The dispute during a military court hearing threatened further delays in trials for the alleged conspirators, which have dragged on for nine years.
A Justice Department attorney said during the hearing that the defense attorneys were cleared of criminal allegations by the year-and-a-half investigation.
The hearing at the Guantanamo Bay facility was monitored by Reuters over closed-circuit television from a media center at Fort Meade, Maryland.
The secret investigation started after defense attorneys allowed a Guantanamo detainee to relay a five-minute personal message through a translator’s telephone call to his family.
The FBI, the Justice Department and the Defense Department joined in the investigation of whether the defense attorneys violated national security laws that forbid the defendants from communicating with unauthorized persons.
Details of the investigation have not been revealed publicly, but Justice Department officials say there is no reason they should remain secret.
Even so, defense attorneys said they could not properly represent defendants such as Ramzi bin al Shibh until they have seen the investigation results and discussed them with their clients.
Bin al Shibh is charged with hijacking, terrorism and mass murder for allegedly conspiring with the Sept. 11, 2001, airline hijackers who attacked New York’s World Trade Center and the Pentagon outside Washington and who hijacked another passenger plane that went down in Pennsylvania.
His attorneys “were criminally investigated for their representation of Mr. Bin al Shibh,” said Air Force Lieutenant Colonel Julie Pitvorec, one of Bin al Shibh’s defense attorneys. “How can there not be an appearance of a conflict?”
The attorneys said the investigation interfered with the constitutional rights of their clients to representation by counsel.
They also said the investigation had a “chilling effect” on their defense of the accused that gave their clients a right to decide whether they want different attorneys to represent them.

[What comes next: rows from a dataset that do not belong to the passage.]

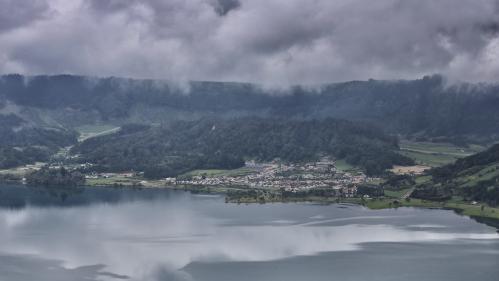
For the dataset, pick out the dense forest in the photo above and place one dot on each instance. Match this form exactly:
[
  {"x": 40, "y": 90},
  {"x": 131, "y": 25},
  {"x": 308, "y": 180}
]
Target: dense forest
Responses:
[
  {"x": 225, "y": 144},
  {"x": 55, "y": 177},
  {"x": 22, "y": 144},
  {"x": 426, "y": 108},
  {"x": 474, "y": 178}
]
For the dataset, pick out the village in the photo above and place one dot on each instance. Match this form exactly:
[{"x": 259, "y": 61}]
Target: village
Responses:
[{"x": 287, "y": 177}]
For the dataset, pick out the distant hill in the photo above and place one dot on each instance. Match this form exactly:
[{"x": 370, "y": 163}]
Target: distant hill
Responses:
[
  {"x": 423, "y": 108},
  {"x": 22, "y": 143},
  {"x": 473, "y": 178},
  {"x": 225, "y": 144}
]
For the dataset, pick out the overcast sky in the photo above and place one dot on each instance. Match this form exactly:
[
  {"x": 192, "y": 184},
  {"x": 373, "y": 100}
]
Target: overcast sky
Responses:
[{"x": 267, "y": 41}]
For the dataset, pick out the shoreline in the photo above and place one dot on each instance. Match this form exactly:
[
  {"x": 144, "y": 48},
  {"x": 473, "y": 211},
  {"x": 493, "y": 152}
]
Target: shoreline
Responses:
[{"x": 240, "y": 195}]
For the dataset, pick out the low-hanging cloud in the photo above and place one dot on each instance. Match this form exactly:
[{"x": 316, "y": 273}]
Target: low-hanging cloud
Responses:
[{"x": 268, "y": 41}]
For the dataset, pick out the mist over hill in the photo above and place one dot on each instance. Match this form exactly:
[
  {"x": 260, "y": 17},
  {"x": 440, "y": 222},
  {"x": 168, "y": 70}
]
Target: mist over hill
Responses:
[{"x": 423, "y": 108}]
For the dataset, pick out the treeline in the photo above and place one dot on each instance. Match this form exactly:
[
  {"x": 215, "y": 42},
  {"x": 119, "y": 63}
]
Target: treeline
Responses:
[
  {"x": 425, "y": 109},
  {"x": 22, "y": 144},
  {"x": 474, "y": 178},
  {"x": 225, "y": 144},
  {"x": 55, "y": 177}
]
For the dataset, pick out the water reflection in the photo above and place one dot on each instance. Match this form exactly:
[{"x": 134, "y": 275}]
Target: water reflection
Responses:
[{"x": 159, "y": 235}]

The issue was part of arguments about whether the military judge presiding over the case should declare the defense attorneys free of conflicts of interest that might prevent them from representing their clients.
Army Colonel Judge James Pohl described the investigation as a routine procedure that could be targeted at many government employees and contractors. He questioned defense attorneys about why they believed the investigation should continue to be important for the trial.
“The investigation is closed, and the United States government is taking no further action in any way, shape or form,” Pohl said.
Pohl did not rule Sunday on whether defense attorneys were free of conflicts of interest. He said he would issue a ruling soon.